I can’t do that anymore. I just can’t. To try and do that would burn me out really quick. And it actually hurts a bit to know that I can’t do that anymore. It was a point of pride, to be able to just keep going. That pride has been broken, though.
the constraint I’ve put in place for the year of establishment
Which finally leads me to the reason I placed a picture of a small notebook at the top of this post. My pastor told me about a colleague of his who kept a very small diary. When asked about it, he said it was a means of stress control. A small diary means that there is only so much that can go into it. There are only so many meetings that can happen and there are only so many tasks that can be done.
In a year where there is much weighing on my mind (visas and immigration, work, moving...), I’ve decided to take the same approach and I’m now using an A6-sized diary (by Midori, if you’re into stationery). As a compromise, it uses a page-per-day layout meaning there is enough space to fill an entire day with meetings if I need to.
As you can see, there’s only space to put in seven tasks. I’m using this space to keep track of what my priority tasks are. Those things that absolutely need to get done in a day. There is more that does happen, like general admin stuff or home stuff, but that stuff happens as a force of habit. There’s a time in the day to check and answer emails. There’s a time to get meal planning and grocery ordering done.
But when it comes to things like... sermon study or reading or the kind of planning that requires focus? Those things need to exist as headlines for the day because otherwise, the busywork will get in the way.

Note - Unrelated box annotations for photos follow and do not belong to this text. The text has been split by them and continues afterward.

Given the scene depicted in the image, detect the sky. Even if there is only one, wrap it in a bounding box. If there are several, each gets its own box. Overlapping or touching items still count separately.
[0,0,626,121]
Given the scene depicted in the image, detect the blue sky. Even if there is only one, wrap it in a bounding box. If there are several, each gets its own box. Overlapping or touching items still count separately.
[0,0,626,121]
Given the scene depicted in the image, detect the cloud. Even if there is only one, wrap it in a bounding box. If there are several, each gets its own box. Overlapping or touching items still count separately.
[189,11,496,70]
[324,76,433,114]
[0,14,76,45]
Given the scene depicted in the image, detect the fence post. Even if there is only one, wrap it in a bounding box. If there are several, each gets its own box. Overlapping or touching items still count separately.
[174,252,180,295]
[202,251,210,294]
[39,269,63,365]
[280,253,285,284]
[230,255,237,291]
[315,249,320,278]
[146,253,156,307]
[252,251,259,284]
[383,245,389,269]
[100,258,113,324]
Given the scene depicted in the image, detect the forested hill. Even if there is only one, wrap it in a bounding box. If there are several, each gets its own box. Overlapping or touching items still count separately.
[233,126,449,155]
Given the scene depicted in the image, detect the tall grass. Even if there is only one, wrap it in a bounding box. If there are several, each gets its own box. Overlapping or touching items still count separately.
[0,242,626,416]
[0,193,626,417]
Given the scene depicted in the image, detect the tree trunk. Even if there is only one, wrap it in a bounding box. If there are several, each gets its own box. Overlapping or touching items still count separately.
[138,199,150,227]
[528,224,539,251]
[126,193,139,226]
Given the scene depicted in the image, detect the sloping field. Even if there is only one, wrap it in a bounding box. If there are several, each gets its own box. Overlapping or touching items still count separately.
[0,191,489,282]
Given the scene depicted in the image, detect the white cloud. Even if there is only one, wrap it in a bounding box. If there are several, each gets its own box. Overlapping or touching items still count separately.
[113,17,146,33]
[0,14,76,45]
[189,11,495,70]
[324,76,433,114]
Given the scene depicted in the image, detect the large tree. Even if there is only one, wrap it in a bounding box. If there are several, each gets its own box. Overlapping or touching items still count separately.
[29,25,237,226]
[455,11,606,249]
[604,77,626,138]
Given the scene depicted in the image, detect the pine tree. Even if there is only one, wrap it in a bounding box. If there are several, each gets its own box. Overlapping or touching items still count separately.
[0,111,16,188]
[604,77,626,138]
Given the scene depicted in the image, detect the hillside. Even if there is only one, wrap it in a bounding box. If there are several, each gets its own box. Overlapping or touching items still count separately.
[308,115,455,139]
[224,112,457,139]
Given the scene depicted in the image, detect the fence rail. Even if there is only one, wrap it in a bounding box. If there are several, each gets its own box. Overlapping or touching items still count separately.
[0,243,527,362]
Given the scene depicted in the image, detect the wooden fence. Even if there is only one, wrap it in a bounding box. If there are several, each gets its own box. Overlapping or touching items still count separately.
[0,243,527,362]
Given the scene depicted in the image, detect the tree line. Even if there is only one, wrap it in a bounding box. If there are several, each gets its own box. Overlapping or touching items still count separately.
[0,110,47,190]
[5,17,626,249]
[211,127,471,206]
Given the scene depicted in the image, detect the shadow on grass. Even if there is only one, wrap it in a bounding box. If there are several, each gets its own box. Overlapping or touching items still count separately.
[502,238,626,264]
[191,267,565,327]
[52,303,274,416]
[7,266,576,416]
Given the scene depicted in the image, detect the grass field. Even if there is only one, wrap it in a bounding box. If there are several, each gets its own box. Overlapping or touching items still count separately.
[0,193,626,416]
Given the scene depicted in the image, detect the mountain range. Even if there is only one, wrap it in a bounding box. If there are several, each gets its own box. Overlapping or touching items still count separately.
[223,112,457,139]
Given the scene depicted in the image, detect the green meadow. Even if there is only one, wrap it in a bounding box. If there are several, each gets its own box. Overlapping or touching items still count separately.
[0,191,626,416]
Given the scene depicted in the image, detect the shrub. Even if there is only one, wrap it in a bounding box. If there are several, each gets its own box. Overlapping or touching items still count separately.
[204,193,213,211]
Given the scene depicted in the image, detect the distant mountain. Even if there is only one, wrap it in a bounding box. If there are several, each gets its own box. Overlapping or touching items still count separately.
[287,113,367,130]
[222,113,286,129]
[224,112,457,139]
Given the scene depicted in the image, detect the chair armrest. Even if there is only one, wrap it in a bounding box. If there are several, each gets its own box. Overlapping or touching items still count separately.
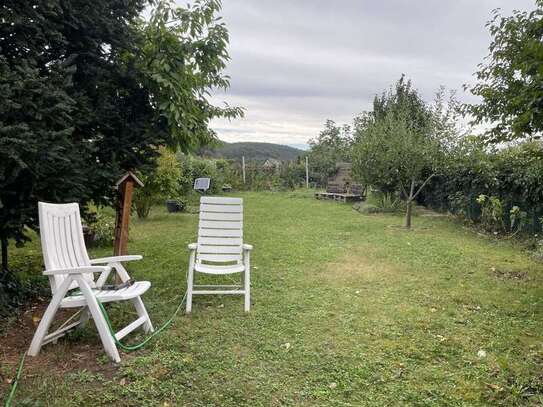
[91,254,143,264]
[43,266,111,276]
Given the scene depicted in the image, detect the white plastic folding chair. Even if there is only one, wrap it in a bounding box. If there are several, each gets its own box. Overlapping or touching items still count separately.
[28,202,153,362]
[186,197,253,313]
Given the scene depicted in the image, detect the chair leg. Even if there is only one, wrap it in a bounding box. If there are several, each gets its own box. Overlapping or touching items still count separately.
[132,297,155,333]
[28,277,73,356]
[243,265,251,312]
[78,307,90,328]
[186,267,194,314]
[77,277,121,363]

...do not be anxious about tomorrow, for tomorrow will be anxious for itself. Sufficient for the day is its own trouble. - Matthew 6:34
My big constraint is that there is only so much I have the mental/emotional bandwidth to focus on. In only being able to see a couple of days at a time, I am hoping that working with a daily planner like this will help me focus on what needs to happen today rather than getting bogged down with what needs to happen in the future.